Book review - Skin in the Game by Nassim Taleb
Skin in the game is a book published by Nassim Nicholas Taleb in 2018 which I managed to read over the holiday period. The central premise of the book is that humans function best when we have "skin in the game". That is when we are liable to face the negative consequences of our own actions in addition to the positive consequences.
A builder who is liable for a house falling down shortly after he builds it has skin in the game. Similarly a Roman Emperor who led his own troops into battle also had skin in the game, as he was prepared to accept the consequences of being wrong about the battle (through death if necessary). Examples of individuals with little skin in the game would be the CEO of a large corporation, who owns little or no shares in it and receives compensation despite it becoming bankrupt. Another example would be the architects of the Iraq war in 2003, who were not responsible for performing any of the fighting in the war, despite initiating it.
The ideas in the book made me think about my daily interactions with the planning system. To what extent does the NSW planning system promote "skin in the game" and hence the best examples of human behaviour? Here are a few ideas of my own based on further application of the principles of the book:
- Despite many ideas and statements to the contrary, local government is actually the level of government with the highest level of skin the game. Local Councillors and Mayors are far more accountable for their own decisions than members of parliament at any other level of government.
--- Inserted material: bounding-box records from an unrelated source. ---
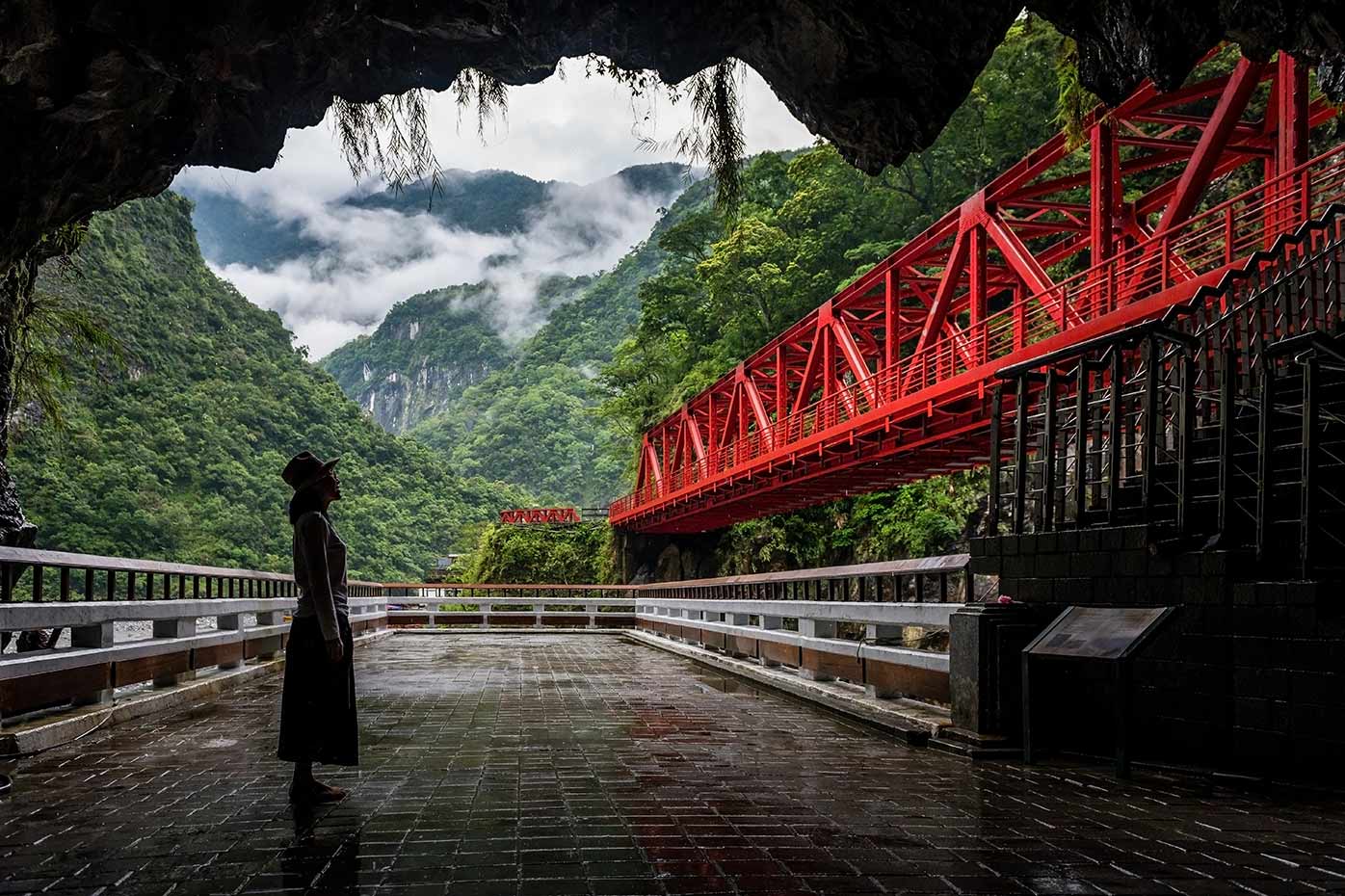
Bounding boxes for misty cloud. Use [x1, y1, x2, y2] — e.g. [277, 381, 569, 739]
[213, 179, 670, 359]
[177, 54, 812, 357]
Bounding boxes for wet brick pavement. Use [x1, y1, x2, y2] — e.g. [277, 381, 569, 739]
[0, 634, 1345, 896]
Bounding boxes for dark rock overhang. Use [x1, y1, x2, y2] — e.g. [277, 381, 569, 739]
[0, 0, 1345, 265]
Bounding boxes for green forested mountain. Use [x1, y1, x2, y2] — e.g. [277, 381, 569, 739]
[322, 276, 589, 434]
[322, 175, 710, 506]
[601, 16, 1061, 573]
[174, 163, 687, 269]
[11, 194, 526, 578]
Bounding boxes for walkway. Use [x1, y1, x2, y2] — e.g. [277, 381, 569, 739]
[0, 634, 1345, 896]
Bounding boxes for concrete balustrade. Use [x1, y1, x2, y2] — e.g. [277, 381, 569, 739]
[0, 597, 387, 719]
[387, 597, 635, 630]
[635, 596, 961, 703]
[0, 538, 975, 719]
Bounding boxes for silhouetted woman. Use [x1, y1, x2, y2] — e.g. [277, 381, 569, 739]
[278, 451, 359, 804]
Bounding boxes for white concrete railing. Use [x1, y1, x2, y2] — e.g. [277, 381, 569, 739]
[387, 597, 635, 630]
[0, 597, 387, 717]
[635, 596, 962, 702]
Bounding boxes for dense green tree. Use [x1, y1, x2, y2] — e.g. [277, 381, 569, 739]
[600, 16, 1061, 573]
[13, 194, 527, 578]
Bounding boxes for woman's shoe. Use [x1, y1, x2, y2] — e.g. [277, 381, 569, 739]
[289, 781, 350, 805]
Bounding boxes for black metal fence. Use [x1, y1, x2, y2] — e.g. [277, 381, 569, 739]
[989, 207, 1345, 577]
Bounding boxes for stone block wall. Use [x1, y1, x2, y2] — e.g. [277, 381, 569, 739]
[971, 526, 1345, 783]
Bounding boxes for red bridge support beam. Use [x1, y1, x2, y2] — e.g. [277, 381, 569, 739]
[611, 46, 1345, 532]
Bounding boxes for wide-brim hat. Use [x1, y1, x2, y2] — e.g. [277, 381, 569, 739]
[279, 451, 340, 492]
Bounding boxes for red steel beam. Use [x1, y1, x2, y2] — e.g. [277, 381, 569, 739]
[612, 46, 1338, 532]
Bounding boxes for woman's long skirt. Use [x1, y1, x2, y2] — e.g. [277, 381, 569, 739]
[277, 615, 359, 766]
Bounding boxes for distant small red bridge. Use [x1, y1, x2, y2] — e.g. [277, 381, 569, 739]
[500, 507, 607, 526]
[611, 54, 1345, 533]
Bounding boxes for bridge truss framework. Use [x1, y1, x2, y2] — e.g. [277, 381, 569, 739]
[611, 54, 1345, 533]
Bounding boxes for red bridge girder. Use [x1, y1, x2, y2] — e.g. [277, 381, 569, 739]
[609, 54, 1345, 532]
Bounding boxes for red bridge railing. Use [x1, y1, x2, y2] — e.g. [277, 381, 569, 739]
[611, 50, 1345, 532]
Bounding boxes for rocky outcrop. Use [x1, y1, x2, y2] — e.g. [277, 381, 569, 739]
[0, 0, 1345, 264]
[342, 359, 493, 434]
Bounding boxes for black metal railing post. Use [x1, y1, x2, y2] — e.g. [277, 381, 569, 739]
[1040, 364, 1056, 532]
[1219, 349, 1237, 533]
[1107, 346, 1124, 525]
[1013, 373, 1028, 536]
[1177, 347, 1196, 536]
[1074, 357, 1088, 526]
[1146, 333, 1162, 522]
[986, 383, 1005, 536]
[1298, 354, 1319, 580]
[1256, 354, 1275, 561]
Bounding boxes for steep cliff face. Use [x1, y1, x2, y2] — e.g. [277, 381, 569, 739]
[0, 0, 1345, 264]
[322, 277, 589, 434]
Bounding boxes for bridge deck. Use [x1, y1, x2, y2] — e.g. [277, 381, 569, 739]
[0, 634, 1345, 896]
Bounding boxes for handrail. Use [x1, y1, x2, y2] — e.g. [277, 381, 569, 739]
[0, 546, 294, 584]
[635, 554, 971, 591]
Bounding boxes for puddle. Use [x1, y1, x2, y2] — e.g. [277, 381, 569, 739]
[693, 675, 761, 697]
[201, 737, 238, 750]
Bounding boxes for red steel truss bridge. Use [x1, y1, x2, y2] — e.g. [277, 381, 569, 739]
[611, 54, 1345, 533]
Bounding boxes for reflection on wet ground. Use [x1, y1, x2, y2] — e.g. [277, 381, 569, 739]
[0, 634, 1345, 896]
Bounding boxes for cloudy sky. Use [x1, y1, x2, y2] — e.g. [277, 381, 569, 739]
[174, 61, 814, 357]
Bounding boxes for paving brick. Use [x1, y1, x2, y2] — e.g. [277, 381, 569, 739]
[0, 634, 1345, 896]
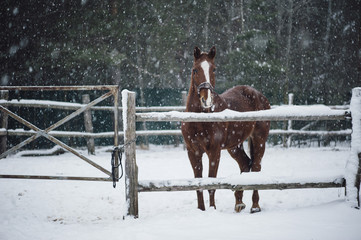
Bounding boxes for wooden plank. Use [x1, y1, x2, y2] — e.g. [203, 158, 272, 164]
[136, 106, 350, 122]
[0, 90, 9, 154]
[138, 178, 346, 192]
[345, 87, 361, 208]
[122, 90, 138, 218]
[0, 174, 112, 182]
[0, 85, 118, 91]
[82, 94, 95, 155]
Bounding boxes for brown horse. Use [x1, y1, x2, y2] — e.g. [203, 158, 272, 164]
[182, 47, 270, 213]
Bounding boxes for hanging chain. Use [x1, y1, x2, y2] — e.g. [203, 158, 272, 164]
[110, 138, 137, 188]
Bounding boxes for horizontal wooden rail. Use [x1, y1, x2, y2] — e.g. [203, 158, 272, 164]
[0, 99, 186, 112]
[138, 173, 346, 192]
[0, 128, 352, 138]
[0, 175, 113, 182]
[136, 105, 351, 122]
[0, 85, 118, 91]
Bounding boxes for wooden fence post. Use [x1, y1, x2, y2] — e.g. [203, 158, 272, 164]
[82, 94, 95, 155]
[345, 87, 361, 208]
[287, 93, 294, 147]
[0, 90, 9, 154]
[122, 90, 138, 218]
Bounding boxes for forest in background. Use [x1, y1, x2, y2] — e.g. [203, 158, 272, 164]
[0, 0, 361, 148]
[0, 0, 361, 105]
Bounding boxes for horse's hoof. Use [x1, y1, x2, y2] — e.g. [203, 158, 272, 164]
[251, 207, 261, 213]
[234, 203, 246, 212]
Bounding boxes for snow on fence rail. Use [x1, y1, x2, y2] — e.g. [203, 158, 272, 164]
[122, 88, 361, 217]
[0, 99, 351, 138]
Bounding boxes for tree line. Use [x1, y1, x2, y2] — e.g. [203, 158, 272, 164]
[0, 0, 361, 105]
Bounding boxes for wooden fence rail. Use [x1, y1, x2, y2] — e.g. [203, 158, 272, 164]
[0, 94, 351, 153]
[0, 85, 120, 181]
[122, 88, 361, 218]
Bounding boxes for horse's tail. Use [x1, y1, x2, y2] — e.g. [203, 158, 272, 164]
[248, 137, 254, 170]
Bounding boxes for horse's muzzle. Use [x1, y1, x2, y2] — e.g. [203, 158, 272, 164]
[199, 89, 213, 109]
[197, 82, 214, 109]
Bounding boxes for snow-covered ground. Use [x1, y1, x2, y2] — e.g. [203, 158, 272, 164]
[0, 146, 361, 240]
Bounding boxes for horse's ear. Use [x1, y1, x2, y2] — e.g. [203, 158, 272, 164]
[194, 47, 201, 59]
[208, 46, 216, 59]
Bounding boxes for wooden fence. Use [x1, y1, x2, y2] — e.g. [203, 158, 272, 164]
[0, 93, 351, 153]
[0, 85, 120, 181]
[122, 88, 361, 217]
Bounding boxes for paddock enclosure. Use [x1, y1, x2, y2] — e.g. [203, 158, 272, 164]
[122, 88, 361, 217]
[0, 86, 361, 217]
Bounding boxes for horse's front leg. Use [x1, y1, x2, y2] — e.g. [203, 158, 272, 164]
[187, 149, 206, 211]
[207, 148, 221, 209]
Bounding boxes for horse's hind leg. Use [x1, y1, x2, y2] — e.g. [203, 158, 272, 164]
[228, 144, 251, 212]
[207, 148, 221, 208]
[249, 122, 269, 213]
[188, 150, 206, 211]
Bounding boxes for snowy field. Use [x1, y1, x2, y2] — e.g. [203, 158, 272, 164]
[0, 146, 361, 240]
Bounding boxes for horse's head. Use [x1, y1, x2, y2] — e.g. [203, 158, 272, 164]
[191, 46, 216, 109]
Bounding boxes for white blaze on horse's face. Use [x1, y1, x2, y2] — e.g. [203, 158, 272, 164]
[200, 60, 213, 108]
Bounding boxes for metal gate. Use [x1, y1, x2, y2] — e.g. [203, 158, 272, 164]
[0, 85, 120, 181]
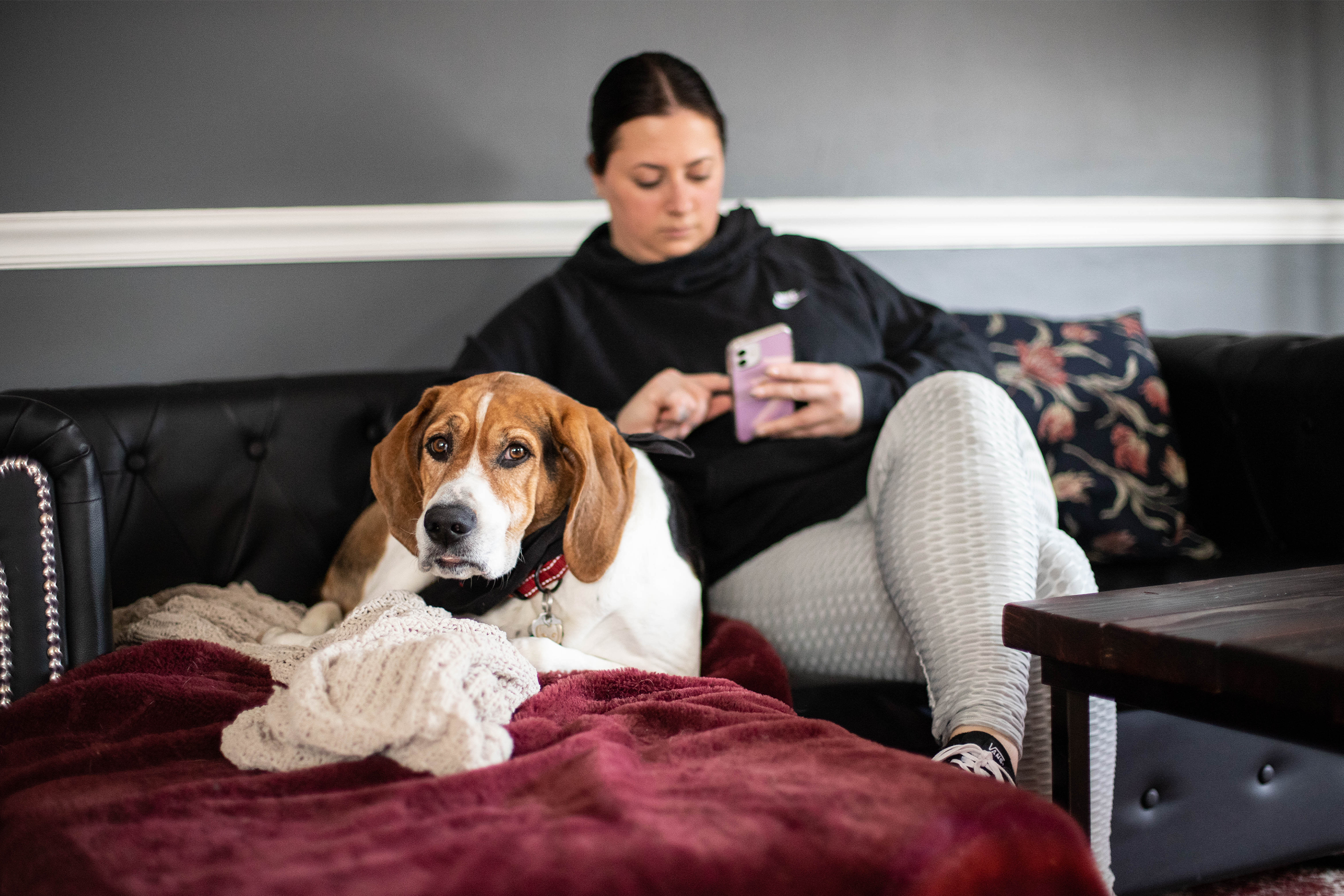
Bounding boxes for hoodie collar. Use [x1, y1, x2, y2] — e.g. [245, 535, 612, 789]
[566, 207, 771, 296]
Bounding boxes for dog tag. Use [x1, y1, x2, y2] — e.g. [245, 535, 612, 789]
[527, 611, 564, 644]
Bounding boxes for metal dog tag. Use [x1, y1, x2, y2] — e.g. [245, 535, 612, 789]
[527, 610, 564, 644]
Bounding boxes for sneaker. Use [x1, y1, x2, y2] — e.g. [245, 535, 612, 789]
[933, 731, 1017, 786]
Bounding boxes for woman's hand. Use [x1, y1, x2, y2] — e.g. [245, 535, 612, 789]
[615, 367, 732, 439]
[751, 361, 863, 439]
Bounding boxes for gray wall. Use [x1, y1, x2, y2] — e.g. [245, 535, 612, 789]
[0, 0, 1344, 388]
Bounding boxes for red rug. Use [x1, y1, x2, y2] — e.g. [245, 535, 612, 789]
[0, 622, 1105, 896]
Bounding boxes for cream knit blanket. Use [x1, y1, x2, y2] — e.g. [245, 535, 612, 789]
[113, 583, 539, 775]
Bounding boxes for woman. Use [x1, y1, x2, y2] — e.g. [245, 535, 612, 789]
[453, 52, 1109, 818]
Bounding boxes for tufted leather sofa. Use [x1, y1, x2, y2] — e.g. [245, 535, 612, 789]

It is often possible for a local resident to contact their local representatives instantly via mobile telephone, although it would be almost impossible for one to do so with a state or federal premier, given the size of the jurisdiction.
- The above would also apply to the size of Councils. Small Councils have more skin in the game than amalgamated mega-Councils. Amalgamation of Councils is unlikely to lead to better outcomes for ratepayers over the long term. This is due to larger organisations being less efficient and having less skin in the game. The closer decision makers are to the consequences of their decisions, the more skin in the game applies.
- Mayors and Councillors have more skin in the game than local government employees or panels of experts. Mayors and Councillors are required to stand for election and are therefore required to interact with local residents on a regular basis to maintain support. I am not saying that local government employees or panels do not have skin in the game, but rather that it is less than for elected representatives.
- A state government minister (eg. planning minister) certainly has skin the game, although probably less so than a Council collectively (perhaps more than a Mayor or single Councillor individually, however). The Minister has far more skin in the game than a state government employee or appointed panel.
- Government employees have more skin in the game than external consultants or contractors.
- State government and its Ministers have more skin in the game than federal government.
While the are certainly many aspects of the planning system in 2019 that facilitate "skin in the game" it is notable that this is far less the case than 20 or 30 year ago. Historically, almost all power was rested in a state government minister (accountable to parliament) and in elected Councils. These parties subsequently delegated most day to day decisions to employees, while still being accountable for them.
More power is now centralised at state government level, although much of this has been taken over by appointed panels rather than the Minister. Similarly, it has been increasingly mandated that appointed panels take the place of elected Mayors and Councillors in making decisions. I am not saying that the work of panels or government employees is bad, but looking at things from the perspective of skin in the game, an appointed panel or employee will likely always have less skin in the game. This is why it was historically a principle that these groups were subservient to elected representatives.
Warren Buffett said that to be successful in business or as an investor, we need to have skin in the game.
My question is that in moving away from historical principles of encouraging skin in the game in planning and local government, are we heading in the right direction?